3. Respiratory signs including pneumonia
4. Porcine Dermatitis and Nephropathy Syndrome (PDNS)
5. Enteric signs including diarrhea and weight loss
6. Reproductive disorders including abortions, stillbirths and fetal mummification (diagnosis requires the presence of fetal myocarditis associated with PCV2 antigen in lesions. Experimentally infecting gestating animals with PCV2 has caused abortions and premature farrowing without fetuses showing myocarditis lesions, Park et al.)

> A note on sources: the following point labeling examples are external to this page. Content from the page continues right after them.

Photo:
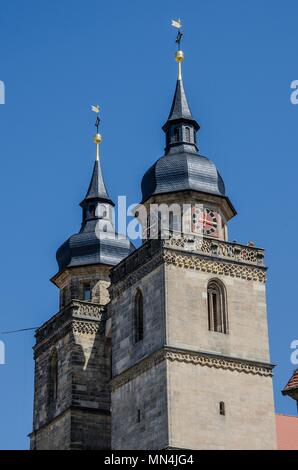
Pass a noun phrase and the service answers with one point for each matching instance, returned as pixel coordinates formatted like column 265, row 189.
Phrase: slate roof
column 292, row 383
column 86, row 247
column 182, row 171
column 182, row 168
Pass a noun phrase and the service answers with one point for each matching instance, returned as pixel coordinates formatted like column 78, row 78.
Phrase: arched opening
column 217, row 310
column 92, row 211
column 138, row 327
column 53, row 377
column 176, row 134
column 187, row 134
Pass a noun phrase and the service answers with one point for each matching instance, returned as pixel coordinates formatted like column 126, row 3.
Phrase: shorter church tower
column 72, row 352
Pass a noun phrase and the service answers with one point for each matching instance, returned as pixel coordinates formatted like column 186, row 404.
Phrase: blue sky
column 59, row 57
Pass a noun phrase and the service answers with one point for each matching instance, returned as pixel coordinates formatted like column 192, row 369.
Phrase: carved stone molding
column 85, row 328
column 215, row 267
column 117, row 289
column 189, row 261
column 195, row 358
column 77, row 317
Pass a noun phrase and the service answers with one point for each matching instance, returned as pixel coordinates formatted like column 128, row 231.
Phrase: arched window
column 217, row 310
column 176, row 134
column 53, row 377
column 138, row 326
column 92, row 211
column 187, row 134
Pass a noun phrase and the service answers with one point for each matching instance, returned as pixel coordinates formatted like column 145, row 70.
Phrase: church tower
column 72, row 351
column 190, row 354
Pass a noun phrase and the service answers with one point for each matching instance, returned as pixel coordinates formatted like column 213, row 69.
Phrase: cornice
column 192, row 357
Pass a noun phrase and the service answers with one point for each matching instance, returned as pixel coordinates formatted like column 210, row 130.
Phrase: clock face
column 205, row 221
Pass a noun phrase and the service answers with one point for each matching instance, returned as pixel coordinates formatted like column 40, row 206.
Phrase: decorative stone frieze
column 192, row 357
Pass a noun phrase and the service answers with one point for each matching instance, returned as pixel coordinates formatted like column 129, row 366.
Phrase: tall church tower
column 190, row 355
column 72, row 351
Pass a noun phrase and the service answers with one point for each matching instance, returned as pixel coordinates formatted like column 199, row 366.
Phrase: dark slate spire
column 180, row 108
column 97, row 189
column 97, row 242
column 180, row 127
column 181, row 168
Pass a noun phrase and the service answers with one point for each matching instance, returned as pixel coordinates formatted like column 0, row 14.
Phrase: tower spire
column 180, row 127
column 179, row 56
column 97, row 138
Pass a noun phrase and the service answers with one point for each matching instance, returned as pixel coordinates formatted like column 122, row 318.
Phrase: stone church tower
column 72, row 352
column 190, row 353
column 166, row 346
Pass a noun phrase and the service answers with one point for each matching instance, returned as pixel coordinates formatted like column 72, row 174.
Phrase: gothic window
column 176, row 134
column 222, row 408
column 217, row 311
column 187, row 134
column 87, row 292
column 174, row 222
column 138, row 317
column 53, row 377
column 92, row 211
column 63, row 297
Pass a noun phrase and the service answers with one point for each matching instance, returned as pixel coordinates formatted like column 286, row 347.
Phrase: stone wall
column 79, row 418
column 194, row 393
column 125, row 352
column 187, row 315
column 139, row 411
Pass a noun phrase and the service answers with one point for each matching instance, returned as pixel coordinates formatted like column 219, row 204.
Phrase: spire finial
column 97, row 138
column 179, row 56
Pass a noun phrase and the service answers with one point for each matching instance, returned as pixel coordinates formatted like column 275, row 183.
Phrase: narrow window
column 176, row 134
column 138, row 317
column 63, row 297
column 53, row 377
column 217, row 310
column 87, row 292
column 222, row 408
column 187, row 134
column 92, row 211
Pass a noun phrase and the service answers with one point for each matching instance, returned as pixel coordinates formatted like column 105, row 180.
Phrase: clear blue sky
column 59, row 57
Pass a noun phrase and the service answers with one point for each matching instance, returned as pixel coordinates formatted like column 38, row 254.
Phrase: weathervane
column 177, row 24
column 179, row 56
column 97, row 138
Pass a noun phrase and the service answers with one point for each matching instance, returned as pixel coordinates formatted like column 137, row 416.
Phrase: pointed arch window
column 217, row 309
column 138, row 326
column 176, row 134
column 187, row 134
column 53, row 377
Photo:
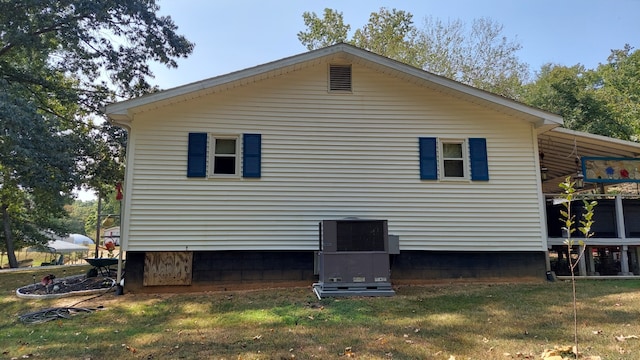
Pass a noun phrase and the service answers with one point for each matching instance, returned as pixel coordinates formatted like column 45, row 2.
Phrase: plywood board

PCVAD is a broad categorization of multisystemic diseases that are confirmed by documentation of the following histopathological findings in affected pigs:

1. Depletion of lymphoid cells
2. Disseminated granulomatous inflammation in one or more tissues (e.g. spleen, thymus, ileum, lymph nodes (sternal, bronchial, inguinal and mesenteric), lung, kidney, liver, tonsil, etc.)
3. Detection of PCV2 within the lesions
4. PCV2 associated reproductive disease diagnosis requires the presence of PCV2 antigen in fetal myocarditis lesions.

Economic concerns

In addition to the obvious health and welfare concerns, numerous commodity newsletters and corporate news reports by their corresponding CEO’s have mentioned PCVAD as a leading cause for economic concern within the pork industry. Mortality, underweight market pigs and increased culls all represent lost opportunity and increase costs. The disease also results in the need for additional animal health, labor and housing expenditures. By some reports, losses associated with increased mortality, and decreased average daily gain and feed efficiency cost the industry $6.60 per pig.3 A second method of establishing economic loss that focuses on mortality, cull and under valued animals will be discussed during the lecture.

Vaccine response

The response that veterinarians and producers have observed in North America has been extremely good when considering mortality alone. A common comment has been that “mortality rates have not been this low in years”! One data set that will be discussed during the lecture will show that in addition to a reduction in mortality rates, other production parameters have shown improvements, i.e. in this data set the lean percentage of the carcass was improved.

Educational web sites

The list of web sites that contain educational information on PCVAD are numerous although the following are the major ones that this author uses and that are listed on the AASV PCVAD committee page. The AASV PCVAD committee page is available to AASV members who can open the AASV web site. Once the web site is accessed the next step is to find the menu bar across the upper portion of the page and under the AASV button, click on committee in the drop down menu.

www.pmwsinpigs.org
www.pcv2.org
www.thepigsite.com
www.pcvd.org
www.pighealth.com

Summary

As veterinarians are conducting farm trials to find answers for their clients, researchers are testing theories about how this virus can be associated with the variable clinical expressions and mortality observed across a wide range of production situations. Pharmaceutical and biological companies are striving to provide quality vaccines. Research, effective vaccines, improved diagnostics and enhanced management are all tools to help prevent and minimize the clinical signs associated with exposure to PCV2 and lessen the devastating losses.

References

Nauwynck, H., Lefebvre, D., Misinzo, G., Meerts, P., Mateusen, B., Sanchez, R., and Delputte, P., Pathogenesis of porcine circovirus 2 infections. Proceedings of American Association of Swine Veterinarians, 2007, pg 489-495. Allan, G., and Ellis, J. 2000 Porcine circovirus: a review. Journal of Veterinary Diagnostic Investigation 12: 3-14. Gillespie, T., Okones, J., Edler, R., Anderson, G., Kolb, J., and Holck, T., Seasonally adjusted economic impact of PCV 2 Associated Disease (PCVD) in a US grow/finish swine unit. Proceeding of 19^th IPVS Congress, Denmark, 2006, pg 280.